Midwest Living Review
Named for Jamaica's Blue Mountains, this complex includes a members-only Passport Club (where visitors can buy $5 passes to join for the evening and stop in for drinks) and the Smokehouse Grille, both located inside a restored barn. A 2011 fire closed the facility until it could be rebuilt from the inside and reopened in March 2012.
You can smell the smoked meat as soon as you get out of the car. Brisket, sausage and chicken hang from Little Andy, the upright smoker inside the restaurant. We started upstairs in the Passport Club, where we tried expertly mixed drinks (including a Grilled Pineapple Mojito and a Midori Melon Margarita, $6.75 each) and appetizers, inclding smoked jalapenos and Gator Remoulade ($5.95 each, and yes, the alligator tasted like chicken, bathed in a mustard/mayo sauce). We headed downstairs to the Smokehouse Grille for dinner, where the melt-in-your-mouth brisket and tasty sausage star in the BBQ combo ($19.95). The Smokehouse Grille also features wood-fired oven fare like Smokehouse Chicken Pizza ($11.75) and pecan-crusted walleye ($16.95).

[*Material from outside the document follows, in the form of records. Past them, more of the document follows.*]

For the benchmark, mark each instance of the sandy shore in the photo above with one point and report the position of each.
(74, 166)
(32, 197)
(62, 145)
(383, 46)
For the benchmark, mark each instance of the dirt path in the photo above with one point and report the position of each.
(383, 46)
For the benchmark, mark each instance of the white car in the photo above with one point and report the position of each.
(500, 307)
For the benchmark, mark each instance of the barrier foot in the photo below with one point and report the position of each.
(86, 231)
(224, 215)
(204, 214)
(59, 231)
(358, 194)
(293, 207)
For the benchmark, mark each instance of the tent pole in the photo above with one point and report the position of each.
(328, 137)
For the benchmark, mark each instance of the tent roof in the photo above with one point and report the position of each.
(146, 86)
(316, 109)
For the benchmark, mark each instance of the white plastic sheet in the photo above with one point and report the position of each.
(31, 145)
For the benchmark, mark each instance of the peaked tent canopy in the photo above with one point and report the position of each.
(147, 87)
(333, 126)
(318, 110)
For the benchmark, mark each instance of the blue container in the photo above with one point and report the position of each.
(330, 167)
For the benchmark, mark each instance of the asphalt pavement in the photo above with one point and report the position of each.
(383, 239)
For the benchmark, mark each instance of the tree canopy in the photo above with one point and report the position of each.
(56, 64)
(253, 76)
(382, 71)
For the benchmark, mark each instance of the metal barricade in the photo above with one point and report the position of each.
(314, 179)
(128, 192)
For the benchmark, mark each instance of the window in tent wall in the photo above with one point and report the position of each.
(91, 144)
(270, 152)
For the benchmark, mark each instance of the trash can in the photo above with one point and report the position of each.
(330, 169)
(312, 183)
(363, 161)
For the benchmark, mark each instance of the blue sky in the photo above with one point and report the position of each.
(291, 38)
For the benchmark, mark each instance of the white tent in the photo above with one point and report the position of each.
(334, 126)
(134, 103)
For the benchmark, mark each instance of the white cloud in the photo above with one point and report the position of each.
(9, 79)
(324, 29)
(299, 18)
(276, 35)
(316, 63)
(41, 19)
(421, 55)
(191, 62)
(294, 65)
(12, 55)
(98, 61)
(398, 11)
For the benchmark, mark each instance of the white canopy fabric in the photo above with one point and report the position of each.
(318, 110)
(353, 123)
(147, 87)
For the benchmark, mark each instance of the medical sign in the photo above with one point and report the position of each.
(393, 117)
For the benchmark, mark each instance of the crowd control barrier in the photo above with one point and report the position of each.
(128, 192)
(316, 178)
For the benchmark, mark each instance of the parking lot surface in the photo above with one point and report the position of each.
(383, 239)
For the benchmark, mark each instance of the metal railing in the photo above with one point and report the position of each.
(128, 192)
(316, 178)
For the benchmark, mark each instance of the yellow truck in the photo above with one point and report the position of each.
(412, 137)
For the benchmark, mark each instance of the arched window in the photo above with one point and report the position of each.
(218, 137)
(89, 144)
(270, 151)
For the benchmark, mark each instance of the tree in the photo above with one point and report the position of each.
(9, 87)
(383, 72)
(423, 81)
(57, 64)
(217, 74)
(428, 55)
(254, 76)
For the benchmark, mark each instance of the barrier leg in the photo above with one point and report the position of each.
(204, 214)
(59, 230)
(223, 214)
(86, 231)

Overall, Blue Mountain Emportium feels like an authentic northern plains version of a Cracker Barrel, with regional landscape artwork as well as vintage business signage. In the Out of Africa-inspired Passport Club, patrons can marvel at artifacts such as a stunning terra-cotta elephant and a trilobite fossil. After enjoying dinner on the first-floor smokehouse, return to the Passport Club's barn loft for the rich and perfect for sharing farm-fresh Blackberry Gooey Buttercake ($6.50).